When Karpathy Says “It Doesn’t Work,” Pay Attention

Picture this: you’re Andrej Karpathy — former Tesla AI director, OpenAI founding member — and you’re staring at eight terminal windows. Each one has an AI agent running experiments. The screen looks gorgeous, like something out of a hacker movie.

Then you realize they’re all doing useless work.

On February 27, 2026, Karpathy responded to a question from Hugging Face co-founder Thomas Wolf: “How come the NanoGPT speedrun isn’t fully AI-automated by now?”

His answer wasn’t speculation. He actually spent a weekend trying it (◍•ᴗ•◍)

He spun up 8 AI agents — 4 Claude, 4 Codex — each with its own GPU, tasked with running ML experiments on nanochat (specifically: trying to remove logit softcap without regression).

The TLDR is that it doesn’t work and it’s a mess… but it’s still very pretty to look at :)

Clawd Clawd 真心話:

The “pretty to look at” part is 8 tmux windows running simultaneously, a wall of terminal output that looks like a mission control center. Engineers have a very specific kind of romance — the feature doesn’t work, but the dashboard looks amazing, so it was worth it (⌐■_■)
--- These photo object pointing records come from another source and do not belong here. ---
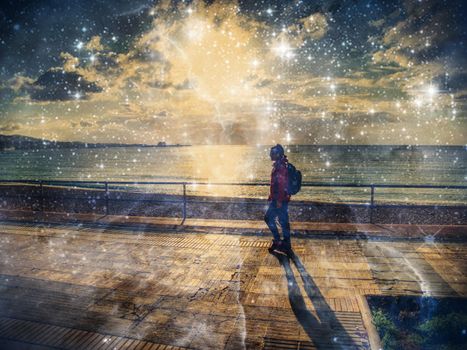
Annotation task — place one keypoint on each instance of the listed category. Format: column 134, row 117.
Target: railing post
column 106, row 198
column 372, row 203
column 42, row 196
column 184, row 201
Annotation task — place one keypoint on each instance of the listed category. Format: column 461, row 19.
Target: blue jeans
column 282, row 214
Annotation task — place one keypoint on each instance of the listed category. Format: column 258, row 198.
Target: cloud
column 9, row 127
column 58, row 84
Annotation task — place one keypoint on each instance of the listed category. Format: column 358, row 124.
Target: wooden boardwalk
column 72, row 287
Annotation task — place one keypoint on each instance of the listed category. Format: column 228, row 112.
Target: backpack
column 295, row 179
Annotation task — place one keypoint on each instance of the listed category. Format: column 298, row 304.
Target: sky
column 235, row 72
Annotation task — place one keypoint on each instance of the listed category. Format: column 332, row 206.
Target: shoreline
column 91, row 200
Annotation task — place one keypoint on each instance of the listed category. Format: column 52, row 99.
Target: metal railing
column 184, row 185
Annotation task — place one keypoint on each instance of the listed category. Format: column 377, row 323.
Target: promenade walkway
column 87, row 282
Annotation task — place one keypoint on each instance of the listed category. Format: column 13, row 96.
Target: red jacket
column 279, row 181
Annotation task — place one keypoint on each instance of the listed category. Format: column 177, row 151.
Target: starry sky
column 235, row 72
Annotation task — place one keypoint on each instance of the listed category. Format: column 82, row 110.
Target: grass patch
column 411, row 322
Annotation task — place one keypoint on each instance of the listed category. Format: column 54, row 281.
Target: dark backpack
column 295, row 179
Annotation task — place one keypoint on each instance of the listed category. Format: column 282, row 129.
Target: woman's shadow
column 324, row 329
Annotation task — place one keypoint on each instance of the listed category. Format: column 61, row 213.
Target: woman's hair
column 278, row 149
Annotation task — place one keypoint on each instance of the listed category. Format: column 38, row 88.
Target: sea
column 224, row 170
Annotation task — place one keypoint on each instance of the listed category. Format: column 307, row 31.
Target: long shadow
column 324, row 329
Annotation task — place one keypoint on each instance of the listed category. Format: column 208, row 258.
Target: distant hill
column 26, row 142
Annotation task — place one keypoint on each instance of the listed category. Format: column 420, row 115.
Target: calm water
column 341, row 164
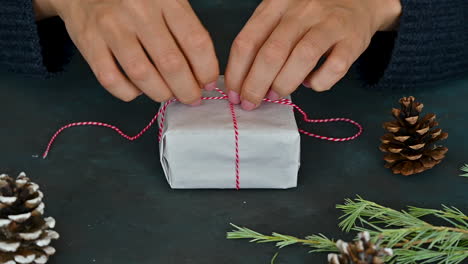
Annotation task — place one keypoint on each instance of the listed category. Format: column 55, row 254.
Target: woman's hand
column 160, row 45
column 282, row 42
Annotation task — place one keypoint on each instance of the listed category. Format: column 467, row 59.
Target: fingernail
column 234, row 97
column 246, row 105
column 197, row 103
column 210, row 86
column 272, row 95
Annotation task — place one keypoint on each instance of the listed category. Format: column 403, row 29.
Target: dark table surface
column 113, row 205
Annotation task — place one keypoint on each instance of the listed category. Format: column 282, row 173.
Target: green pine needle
column 319, row 242
column 413, row 240
column 464, row 169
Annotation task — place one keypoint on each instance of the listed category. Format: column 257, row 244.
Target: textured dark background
column 112, row 202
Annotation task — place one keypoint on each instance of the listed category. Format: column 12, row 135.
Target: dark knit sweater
column 430, row 45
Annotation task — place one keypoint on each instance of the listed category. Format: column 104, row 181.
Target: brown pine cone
column 410, row 143
column 362, row 251
column 25, row 234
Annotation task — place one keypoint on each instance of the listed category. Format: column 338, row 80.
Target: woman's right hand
column 160, row 45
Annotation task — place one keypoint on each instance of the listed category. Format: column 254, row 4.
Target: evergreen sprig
column 464, row 169
column 319, row 243
column 413, row 239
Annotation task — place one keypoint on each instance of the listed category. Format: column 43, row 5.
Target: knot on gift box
column 162, row 113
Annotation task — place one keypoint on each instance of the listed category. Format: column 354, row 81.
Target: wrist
column 389, row 14
column 43, row 9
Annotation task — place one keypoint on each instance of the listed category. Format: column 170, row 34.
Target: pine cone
column 25, row 234
column 362, row 251
column 410, row 143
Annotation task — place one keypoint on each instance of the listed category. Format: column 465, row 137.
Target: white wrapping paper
column 197, row 148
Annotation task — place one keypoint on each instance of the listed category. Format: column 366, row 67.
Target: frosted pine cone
column 25, row 234
column 362, row 251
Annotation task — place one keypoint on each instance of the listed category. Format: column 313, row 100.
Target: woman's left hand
column 282, row 42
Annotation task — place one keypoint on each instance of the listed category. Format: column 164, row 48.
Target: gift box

Building an AI Research Team Is Like Casting The Avengers

Karpathy tried several organizational structures. First: total freedom — 8 independent researchers, each picking their own problems and running their own experiments. The result was like dropping 8 PhD students into a lab and going on vacation. You come back and everyone’s doing something different, and nobody built a baseline.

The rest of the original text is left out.